The Securities and Exchange Commission (SEC) filed a lawsuit against a penny stock dealer for violating the mandatory registration provisions of the federal securities law.
In the complaint, the Commission identified the defendant as Justin W. Keener who is also doing business as JMJ Financial. The defendant allegedly generated millions of dollars of profits by buying and selling billions of newly issued shares of penny stock.
The SEC alleged that Keener acted as an unregistered penny stock dealer between January 2015 and January 2018, a violation of the Securities Exchange Act of 1934.
The law requires any person engaged buying and selling securities as part of his or her regular business, to register with the SEC as a dealer or associated with a dealer registered with the Commission.
According to the Commission, Keener purchased convertible notes from more than 100 penny stock issuers. He converted them to newly issued shares of stocks at a large discount from the market price.
The SEC alleged that the defendant sold more than 17.5 billion shares of newly issued penny stock into the market and generated over $21.5 million in profits.
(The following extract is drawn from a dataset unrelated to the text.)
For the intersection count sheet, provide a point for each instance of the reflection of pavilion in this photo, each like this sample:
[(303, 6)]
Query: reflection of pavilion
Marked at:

The Commission’s Enforcement Division Associate Director Carolyn Welshhans said, “The privilege of being a dealer in our securities market comes with important responsibilities and regulatory obligations, including submitting to regulatory inspections and oversight of operations. By failing to register with the Commission, Mr. Keener evaded important safeguards that help protect the integrity of our markets.”
The SEC is seeking a court order permanently restraining and enjoining Keener from acting as an unregistered securities dealer and from participating in the offering of any penny stock.
The Commission is also seeking a court order requiring the defendant to pay an appropriate civil penalty and to disgorge with prejudgment interest all ill-gotten gains obtained from buying and selling penny stocks.